Grokstyle, one of our portfolio companies, has been in the news lately for GrokNet technology powering Facebook’s new AI shopping too, after acquired by Facebook successfully last year. What Grokstyle’s technology did was it helped you identify objects in images. Given a picture, it can tell you what the furniture in the picture is, such as what kind of bag a person is carrying and the bag’s brand. Grokstyle was working with IKEA (Scandinavian Furnishings Company) to deploy their technology. If you want to buy a piece of furniture from IKEA, for instance, you would want to know what it looks like in your home. So, Grokstyle uses AR technology to show you what the table would look like when it’s put in your family room. That’s all based on computer vision.
With All These Applications In Mind, Including Grokstyle, What Do You Think Have Been Some Important Breakthroughs In This Field That Enable These Technologies And Where Do You See Room For Growth?

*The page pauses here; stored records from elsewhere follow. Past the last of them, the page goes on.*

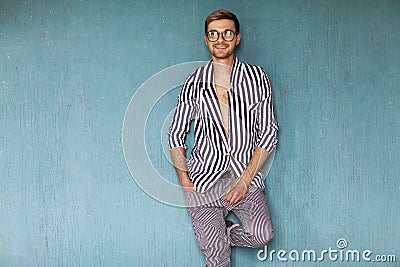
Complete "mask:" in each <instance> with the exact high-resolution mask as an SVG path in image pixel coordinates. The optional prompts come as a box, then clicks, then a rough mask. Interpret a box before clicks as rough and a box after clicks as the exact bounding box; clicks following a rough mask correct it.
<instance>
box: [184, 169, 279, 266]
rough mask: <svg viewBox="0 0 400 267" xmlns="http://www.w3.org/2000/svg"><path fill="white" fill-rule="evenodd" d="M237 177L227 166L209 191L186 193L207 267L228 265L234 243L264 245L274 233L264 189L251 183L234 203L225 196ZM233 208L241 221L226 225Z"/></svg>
mask: <svg viewBox="0 0 400 267" xmlns="http://www.w3.org/2000/svg"><path fill="white" fill-rule="evenodd" d="M236 180H237V178H236V177H235V175H234V173H233V172H232V171H231V170H228V171H227V172H226V173H225V174H224V175H223V177H222V178H221V179H220V180H219V181H218V182H217V184H216V185H214V186H213V187H212V189H210V190H209V191H207V192H206V193H203V194H202V193H198V192H196V191H190V192H186V193H185V198H186V202H187V204H188V210H189V213H190V215H191V216H192V221H193V228H194V231H195V235H196V240H197V243H198V245H199V247H200V249H201V251H202V252H203V253H204V255H205V257H206V263H207V266H208V267H217V266H218V267H219V266H224V267H229V266H230V255H231V246H241V247H263V246H265V245H266V244H267V243H268V242H269V241H270V240H271V239H272V238H273V236H274V230H273V226H272V222H271V216H270V212H269V207H268V202H267V198H266V196H265V194H264V193H263V192H262V191H261V189H259V188H257V187H255V186H250V188H249V191H248V193H247V195H246V197H245V198H244V199H243V200H241V201H240V202H238V203H236V204H234V205H232V204H231V203H229V202H227V201H225V200H224V199H223V198H224V196H225V193H226V192H227V190H228V188H229V187H230V186H231V185H232V184H233V183H235V182H236ZM230 211H233V212H234V213H235V215H236V216H237V217H238V219H239V220H240V222H241V224H240V225H234V226H233V227H231V228H229V229H227V228H226V225H225V217H226V216H227V215H228V213H229V212H230Z"/></svg>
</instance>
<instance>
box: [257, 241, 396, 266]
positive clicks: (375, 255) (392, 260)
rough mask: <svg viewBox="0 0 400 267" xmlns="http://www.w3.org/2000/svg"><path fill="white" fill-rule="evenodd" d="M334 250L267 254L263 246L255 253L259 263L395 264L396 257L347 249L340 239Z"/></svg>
mask: <svg viewBox="0 0 400 267" xmlns="http://www.w3.org/2000/svg"><path fill="white" fill-rule="evenodd" d="M336 246H337V249H336V248H332V247H329V248H328V249H324V250H321V251H319V252H317V251H315V250H313V249H306V250H302V251H298V250H295V249H293V250H290V251H287V250H283V249H281V250H271V251H269V252H268V247H267V246H265V247H264V249H261V250H259V251H258V253H257V258H258V259H259V260H260V261H266V260H269V261H274V260H278V261H281V262H287V261H291V262H321V261H333V262H335V261H342V262H374V263H379V262H396V255H382V254H380V255H378V254H374V253H373V252H372V251H371V250H368V249H366V250H362V251H360V250H358V249H347V241H346V239H343V238H340V239H338V240H337V242H336Z"/></svg>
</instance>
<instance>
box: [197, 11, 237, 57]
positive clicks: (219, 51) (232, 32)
mask: <svg viewBox="0 0 400 267" xmlns="http://www.w3.org/2000/svg"><path fill="white" fill-rule="evenodd" d="M239 30H240V24H239V20H238V19H237V17H236V16H235V15H234V14H233V13H231V12H229V11H227V10H225V9H220V10H217V11H214V12H212V13H211V14H210V15H208V16H207V18H206V21H205V34H204V41H205V43H206V45H207V46H208V49H209V50H210V53H211V55H212V57H213V60H214V61H220V62H221V63H225V64H228V65H231V63H232V62H233V53H234V51H235V47H236V46H237V45H238V44H239V43H240V38H241V36H240V33H239Z"/></svg>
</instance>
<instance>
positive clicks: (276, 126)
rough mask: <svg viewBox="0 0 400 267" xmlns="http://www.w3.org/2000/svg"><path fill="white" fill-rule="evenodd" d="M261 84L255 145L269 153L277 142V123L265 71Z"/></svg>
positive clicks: (266, 76) (269, 88) (257, 115)
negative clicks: (258, 127)
mask: <svg viewBox="0 0 400 267" xmlns="http://www.w3.org/2000/svg"><path fill="white" fill-rule="evenodd" d="M261 86H262V92H263V95H264V97H263V100H262V101H261V102H260V103H259V105H258V110H257V116H258V118H257V119H258V123H259V128H258V133H257V142H256V146H258V147H261V148H263V149H265V150H266V151H268V153H271V152H272V151H273V150H274V149H275V147H276V145H277V143H278V130H279V125H278V123H277V122H276V120H275V115H274V106H273V101H272V90H271V86H270V83H269V80H268V78H267V76H266V74H265V73H264V76H263V79H262V84H261Z"/></svg>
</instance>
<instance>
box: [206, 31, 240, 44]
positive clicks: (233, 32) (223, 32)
mask: <svg viewBox="0 0 400 267" xmlns="http://www.w3.org/2000/svg"><path fill="white" fill-rule="evenodd" d="M211 32H216V33H218V38H217V39H215V40H214V41H212V40H210V35H209V34H210V33H211ZM227 32H232V33H233V37H232V39H230V40H226V39H225V34H226V33H227ZM238 33H239V32H235V31H232V30H225V31H223V32H219V31H216V30H211V31H208V32H206V35H207V39H208V41H210V42H216V41H218V40H219V37H220V35H222V39H224V41H227V42H231V41H233V39H235V36H236V35H237V34H238Z"/></svg>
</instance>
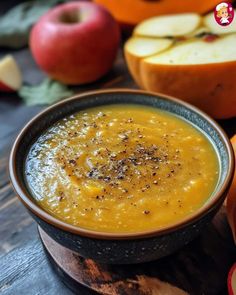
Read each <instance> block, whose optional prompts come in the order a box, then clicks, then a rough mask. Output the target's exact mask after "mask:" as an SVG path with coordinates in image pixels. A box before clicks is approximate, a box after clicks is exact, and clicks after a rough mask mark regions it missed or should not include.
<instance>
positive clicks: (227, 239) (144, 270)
mask: <svg viewBox="0 0 236 295" xmlns="http://www.w3.org/2000/svg"><path fill="white" fill-rule="evenodd" d="M39 234H40V237H41V240H42V243H43V245H44V248H45V250H46V253H47V255H48V257H49V260H50V261H51V263H52V265H53V266H54V269H55V270H56V272H57V273H58V274H59V276H60V277H61V279H62V280H63V281H64V283H65V284H66V285H68V286H69V287H70V288H71V289H73V290H74V291H75V292H76V290H78V289H77V288H81V285H83V286H84V287H87V291H86V289H85V291H84V292H83V294H96V293H100V294H104V295H105V294H107V295H120V294H122V295H130V294H135V295H154V294H168V295H172V294H173V295H178V294H180V295H182V294H191V295H192V294H207V295H211V294H224V290H226V280H227V274H228V271H229V269H230V267H231V265H232V264H233V261H235V260H236V251H235V249H236V247H235V245H234V243H233V240H232V238H231V234H230V230H229V226H228V223H227V220H226V216H225V212H224V209H223V208H222V210H221V211H220V212H219V213H218V214H217V216H216V217H215V219H214V220H213V222H212V223H211V224H210V225H209V226H208V227H207V228H206V229H205V231H204V232H203V233H202V235H201V236H199V237H198V238H197V239H195V240H194V241H193V242H191V243H190V244H189V245H187V246H186V247H184V248H182V249H181V250H180V251H178V252H177V253H175V254H173V255H171V256H168V257H165V258H162V259H160V260H158V261H153V262H149V263H142V264H136V265H108V264H99V263H96V262H95V261H93V260H91V259H84V258H82V257H81V256H79V255H78V254H77V253H74V252H73V251H71V250H68V249H67V248H65V247H62V246H61V245H59V244H58V243H56V242H55V241H54V240H52V239H51V238H50V237H49V236H48V235H47V234H46V233H45V232H44V231H43V230H42V229H40V228H39ZM88 290H89V291H88ZM95 292H96V293H95ZM80 294H81V293H80Z"/></svg>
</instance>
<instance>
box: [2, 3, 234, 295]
mask: <svg viewBox="0 0 236 295" xmlns="http://www.w3.org/2000/svg"><path fill="white" fill-rule="evenodd" d="M16 2H20V1H17V0H8V1H6V0H4V1H1V5H0V13H1V12H3V11H6V10H7V9H8V8H9V7H11V6H12V5H13V3H14V4H15V3H16ZM9 52H11V53H12V54H13V55H14V56H15V58H16V60H17V62H18V63H19V65H20V67H21V70H22V72H23V76H24V82H26V83H29V84H37V83H39V82H40V81H41V80H42V79H43V78H44V77H45V76H44V74H43V73H42V72H41V71H39V69H38V68H37V66H36V65H35V63H34V61H33V58H32V56H31V54H30V52H29V50H28V49H26V48H25V49H22V50H18V51H14V50H13V51H9V50H7V49H1V50H0V57H1V56H3V55H5V54H6V53H9ZM115 87H122V88H138V87H137V85H136V84H135V83H134V81H133V80H132V79H131V77H130V75H129V73H128V71H127V67H126V65H125V63H124V59H123V55H122V50H120V52H119V56H118V58H117V61H116V63H115V65H114V67H113V69H112V70H111V71H110V73H108V74H107V75H106V76H105V77H104V78H102V79H100V80H99V81H97V82H96V83H93V84H89V85H85V86H79V87H74V90H75V91H76V92H77V93H82V92H84V91H88V90H94V89H101V88H102V89H103V88H115ZM41 109H42V107H41V106H39V107H36V106H35V107H25V106H24V105H23V104H22V102H21V100H20V98H19V97H18V96H17V94H14V93H13V94H5V93H0V224H1V226H0V241H1V243H0V265H1V268H0V293H1V294H3V295H12V294H13V295H14V294H27V295H31V294H32V295H35V294H40V295H41V294H46V295H47V294H50V295H57V294H60V295H61V294H62V295H70V294H72V293H71V292H70V291H69V290H68V289H67V288H65V287H64V285H62V284H61V283H60V282H59V280H58V279H57V277H55V276H54V274H53V272H52V271H51V269H50V267H49V265H48V263H47V260H46V257H45V254H44V252H43V249H42V246H41V244H40V243H39V240H38V234H37V228H36V224H35V222H33V220H32V219H31V217H30V216H29V215H28V213H27V211H26V209H25V208H24V207H23V206H22V205H21V204H20V202H19V201H18V200H17V198H16V196H15V193H14V192H13V190H12V188H11V186H10V184H9V177H8V171H7V163H8V156H9V151H10V146H11V144H12V142H13V140H14V138H15V137H16V135H17V133H18V131H19V130H20V128H21V127H22V126H23V125H24V124H25V122H27V121H28V120H29V119H30V118H31V117H32V116H33V115H34V114H36V113H38V112H39V111H40V110H41ZM219 123H220V124H221V125H222V126H223V127H224V129H225V130H226V131H227V133H228V135H229V136H231V135H232V134H233V133H235V132H236V118H234V119H230V120H221V121H219ZM204 235H205V238H199V239H197V240H196V241H195V242H194V243H192V244H191V245H189V246H188V247H187V248H185V249H184V250H183V251H182V252H180V253H179V254H178V255H177V256H170V257H168V258H166V259H164V260H163V261H161V262H160V265H159V268H160V269H159V270H156V265H155V263H153V264H152V263H151V264H148V269H147V274H148V276H150V277H151V276H153V277H155V276H156V275H157V272H158V271H159V272H158V274H159V276H160V279H161V280H164V281H169V282H171V283H172V284H174V285H176V286H179V287H182V286H184V289H185V290H187V291H189V290H192V289H194V288H199V286H201V290H200V289H199V290H200V291H199V292H200V293H198V294H201V295H203V294H207V295H208V294H209V295H211V294H216V293H214V292H215V290H216V289H217V290H219V289H222V291H221V295H223V294H227V291H226V289H225V282H226V274H227V271H228V268H229V266H230V265H231V264H232V263H233V262H234V261H235V259H236V258H235V248H234V245H233V243H232V237H231V232H230V229H229V227H228V224H227V221H226V218H225V213H224V212H221V213H219V214H218V215H217V218H216V219H215V220H214V223H213V225H212V226H210V227H209V228H208V229H207V230H206V231H205V233H204ZM209 254H210V255H209ZM199 257H201V259H200V258H199ZM55 267H56V266H55ZM99 267H100V268H99V271H100V272H101V271H102V269H101V266H99ZM205 268H208V269H212V268H214V271H211V272H208V273H204V271H205ZM134 269H135V271H136V272H135V274H134ZM162 269H163V270H165V272H164V271H163V272H162ZM108 270H109V271H113V273H115V271H117V269H116V267H108ZM132 271H133V276H130V275H129V276H128V275H127V274H128V273H129V272H131V273H132ZM203 273H204V275H203ZM136 274H142V268H141V266H135V267H133V266H127V267H126V269H125V271H122V270H118V275H119V277H120V278H121V280H125V279H127V278H129V279H130V281H129V283H130V284H131V285H132V284H133V285H136V286H137V277H135V275H136ZM173 274H175V275H173ZM116 275H117V273H116ZM220 275H221V277H220ZM61 276H62V277H65V274H61ZM149 282H150V281H149ZM180 282H181V284H180ZM76 288H77V286H76ZM206 290H207V291H206ZM76 293H77V294H82V295H84V294H92V293H90V292H89V291H87V289H83V288H82V289H80V288H79V289H76ZM133 294H135V295H136V293H133ZM192 294H194V293H192Z"/></svg>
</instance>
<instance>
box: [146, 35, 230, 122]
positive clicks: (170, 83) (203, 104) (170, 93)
mask: <svg viewBox="0 0 236 295" xmlns="http://www.w3.org/2000/svg"><path fill="white" fill-rule="evenodd" d="M235 45H236V34H232V35H227V36H224V37H219V38H216V39H215V40H214V41H211V42H206V41H204V39H200V40H198V39H192V40H189V41H185V42H181V43H177V44H176V45H175V46H172V47H171V48H170V49H168V50H166V51H164V52H162V53H160V54H157V55H154V56H151V57H148V58H145V59H143V60H142V61H141V63H140V80H141V83H142V85H143V87H144V88H145V89H147V90H150V91H156V92H162V93H166V94H169V95H173V96H176V97H178V98H181V99H183V100H185V101H188V102H190V103H192V104H194V105H196V106H198V107H200V108H201V109H203V110H204V111H206V112H208V113H209V114H211V115H212V116H214V117H216V118H228V117H233V116H235V115H236V95H235V93H236V83H235V77H236V50H235Z"/></svg>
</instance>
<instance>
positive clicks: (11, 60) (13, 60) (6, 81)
mask: <svg viewBox="0 0 236 295" xmlns="http://www.w3.org/2000/svg"><path fill="white" fill-rule="evenodd" d="M21 84H22V76H21V72H20V69H19V67H18V65H17V63H16V61H15V59H14V58H13V56H11V55H7V56H5V57H4V58H3V59H2V60H0V90H1V91H17V90H18V89H19V88H20V87H21Z"/></svg>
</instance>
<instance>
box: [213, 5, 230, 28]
mask: <svg viewBox="0 0 236 295" xmlns="http://www.w3.org/2000/svg"><path fill="white" fill-rule="evenodd" d="M233 19H234V9H233V7H232V5H231V3H229V2H221V3H220V4H218V5H217V6H216V8H215V20H216V21H217V23H218V24H219V25H221V26H228V25H230V24H231V22H232V21H233Z"/></svg>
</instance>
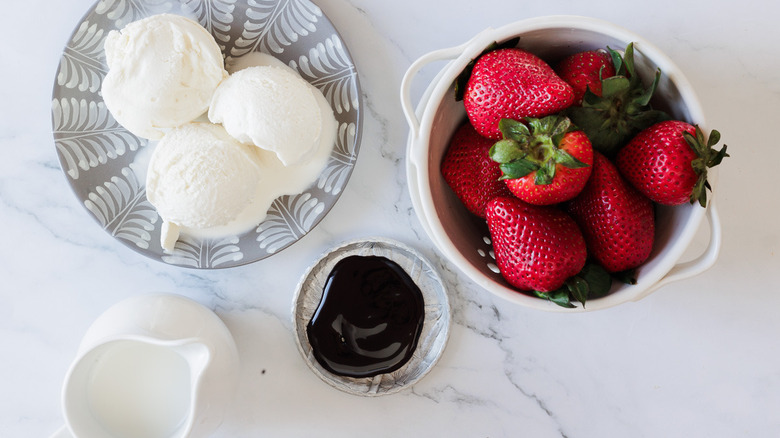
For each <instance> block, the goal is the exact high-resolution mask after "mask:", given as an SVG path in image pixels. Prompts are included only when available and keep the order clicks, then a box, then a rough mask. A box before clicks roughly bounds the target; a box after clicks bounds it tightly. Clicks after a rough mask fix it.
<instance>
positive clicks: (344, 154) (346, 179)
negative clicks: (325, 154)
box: [317, 123, 356, 195]
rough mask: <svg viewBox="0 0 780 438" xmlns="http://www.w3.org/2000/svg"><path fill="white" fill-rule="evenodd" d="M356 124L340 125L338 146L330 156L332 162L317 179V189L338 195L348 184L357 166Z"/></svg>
mask: <svg viewBox="0 0 780 438" xmlns="http://www.w3.org/2000/svg"><path fill="white" fill-rule="evenodd" d="M354 145H355V124H354V123H341V124H339V129H338V133H337V135H336V145H335V146H334V149H333V153H332V154H331V155H330V161H329V162H328V166H327V167H326V168H325V170H323V171H322V173H321V174H320V176H319V178H318V179H317V187H319V188H320V189H321V190H322V191H324V192H325V193H332V194H334V195H337V194H339V193H341V190H342V189H343V188H344V186H345V185H346V184H347V179H348V178H349V175H350V173H351V172H352V167H353V166H354V165H355V159H356V157H355V151H354V150H353V149H352V148H353V146H354Z"/></svg>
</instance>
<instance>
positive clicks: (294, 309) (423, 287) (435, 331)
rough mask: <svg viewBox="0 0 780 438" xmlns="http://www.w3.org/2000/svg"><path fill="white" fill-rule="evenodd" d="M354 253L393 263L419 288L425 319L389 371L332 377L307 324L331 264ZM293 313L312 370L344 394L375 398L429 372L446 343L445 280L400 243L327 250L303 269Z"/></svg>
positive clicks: (377, 242)
mask: <svg viewBox="0 0 780 438" xmlns="http://www.w3.org/2000/svg"><path fill="white" fill-rule="evenodd" d="M353 255H356V256H380V257H385V258H387V259H390V260H392V261H394V262H396V263H398V265H399V266H401V267H402V268H403V269H404V271H406V273H407V274H408V275H409V276H410V277H411V278H412V280H414V282H415V283H416V284H417V286H418V287H419V288H420V290H421V291H422V295H423V300H424V302H425V318H424V321H423V327H422V333H420V338H419V340H418V342H417V347H416V349H415V351H414V353H413V354H412V357H411V358H410V359H409V361H408V362H407V363H406V364H404V365H403V366H402V367H401V368H399V369H398V370H396V371H393V372H391V373H386V374H379V375H377V376H374V377H365V378H354V377H347V376H340V375H336V374H333V373H331V372H330V371H328V370H326V369H325V368H323V367H322V365H320V363H319V362H317V359H315V357H314V354H313V353H312V348H311V344H310V343H309V338H308V335H307V333H306V326H307V325H308V323H309V321H310V320H311V318H312V315H314V312H315V310H317V307H318V306H319V304H320V300H321V298H322V293H323V289H324V287H325V282H326V280H327V278H328V275H329V274H330V272H331V271H332V270H333V267H334V266H335V265H336V263H337V262H338V261H339V260H341V259H343V258H345V257H348V256H353ZM292 317H293V332H294V335H295V342H296V344H297V346H298V351H299V352H300V353H301V356H303V358H304V360H305V361H306V364H307V365H308V366H309V368H310V369H311V370H312V371H313V372H314V374H316V375H317V376H319V377H320V379H322V380H323V381H324V382H326V383H327V384H329V385H330V386H332V387H334V388H336V389H339V390H341V391H344V392H347V393H349V394H353V395H361V396H380V395H387V394H393V393H396V392H398V391H401V390H402V389H404V388H407V387H409V386H411V385H413V384H415V383H416V382H417V381H419V380H420V379H422V378H423V377H424V376H425V375H426V374H428V372H429V371H430V370H431V369H432V368H433V366H434V365H435V364H436V362H437V361H438V360H439V357H440V356H441V353H442V352H443V351H444V347H445V346H446V344H447V340H448V338H449V328H450V321H451V312H450V304H449V300H448V298H447V292H446V290H445V288H444V283H443V282H442V280H441V277H439V274H438V272H437V271H436V270H435V269H434V268H433V266H432V265H431V263H430V262H429V261H428V260H427V259H426V258H425V257H423V256H422V255H421V254H420V253H419V252H418V251H416V250H415V249H413V248H410V247H409V246H406V245H404V244H402V243H400V242H396V241H392V240H388V239H385V238H369V239H364V240H355V241H350V242H347V243H344V244H342V245H340V246H338V247H336V248H334V249H332V250H330V251H328V252H327V253H326V254H324V255H323V256H322V257H321V258H320V259H319V260H317V261H316V262H315V263H314V265H312V266H311V267H310V268H309V269H308V270H307V271H306V272H305V273H304V275H303V277H302V278H301V280H300V282H299V283H298V287H297V288H296V292H295V297H294V299H293V311H292Z"/></svg>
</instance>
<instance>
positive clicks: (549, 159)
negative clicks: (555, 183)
mask: <svg viewBox="0 0 780 438" xmlns="http://www.w3.org/2000/svg"><path fill="white" fill-rule="evenodd" d="M524 120H525V123H523V122H520V121H517V120H513V119H501V121H500V122H499V124H498V127H499V129H500V130H501V133H502V135H503V137H504V138H503V139H502V140H499V141H498V142H496V143H495V144H494V145H493V146H492V147H491V148H490V151H489V154H490V158H491V159H492V160H493V161H496V162H497V163H499V164H500V166H499V167H500V168H501V171H502V173H503V174H502V176H501V178H500V179H502V180H504V179H515V178H522V177H524V176H526V175H529V174H530V173H532V172H536V175H535V176H534V183H535V184H538V185H546V184H551V183H552V181H553V179H554V178H555V171H556V168H557V165H558V164H560V165H562V166H564V167H568V168H578V167H587V166H588V165H587V164H585V163H583V162H582V161H580V160H578V159H577V158H575V157H573V156H572V155H571V154H569V153H568V152H566V151H564V150H563V149H560V144H561V141H562V140H563V137H564V136H565V135H566V134H567V133H569V132H571V131H574V130H576V127H575V126H574V125H573V124H572V123H571V120H569V119H568V118H567V117H564V116H560V115H553V116H547V117H544V118H541V119H537V118H530V117H528V118H526V119H524Z"/></svg>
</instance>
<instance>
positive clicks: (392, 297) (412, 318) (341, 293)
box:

For image classification, it’s mostly a combination of neural networks. For object detection, it used to be a complicated problem because there are many different types of objects; they may be in different parts of the image. Nowadays, there are some advances like YOLO (You Only Look Once), a deep learning technology that makes object detection very efficient. Because of this, object detection can now be applied everywhere.
Besides the applications I’ve already mentioned, there’s also process automation based on computer vision. The next thing we can anticipate with regards to breakthroughs in computer vision will be in healthcare, in which we want to see more progress. Today, we rely on doctors to read X-ray images, to understand CT scans, and to diagnose patients based on what they see. But doctors might make mistakes, and different doctors classify diseases differently. Computer vision can make good doctors better.
How do you think Amino leads with regards to investing in computer vision technologies, and how does Amino use its platform to be a leader in this space?
At Amino, our partners are all tech-savvy, and we feel very comfortable investing as the first check-in technology, especially domains like big data and machine learning. That’s our advantage.
Also, we are based in Silicon Valley. That’s where technological trends come from. We want to take advantage of both our location and expertise areas. By investing in technologies like computer vision and AI, we can do much better than other investors in this regard.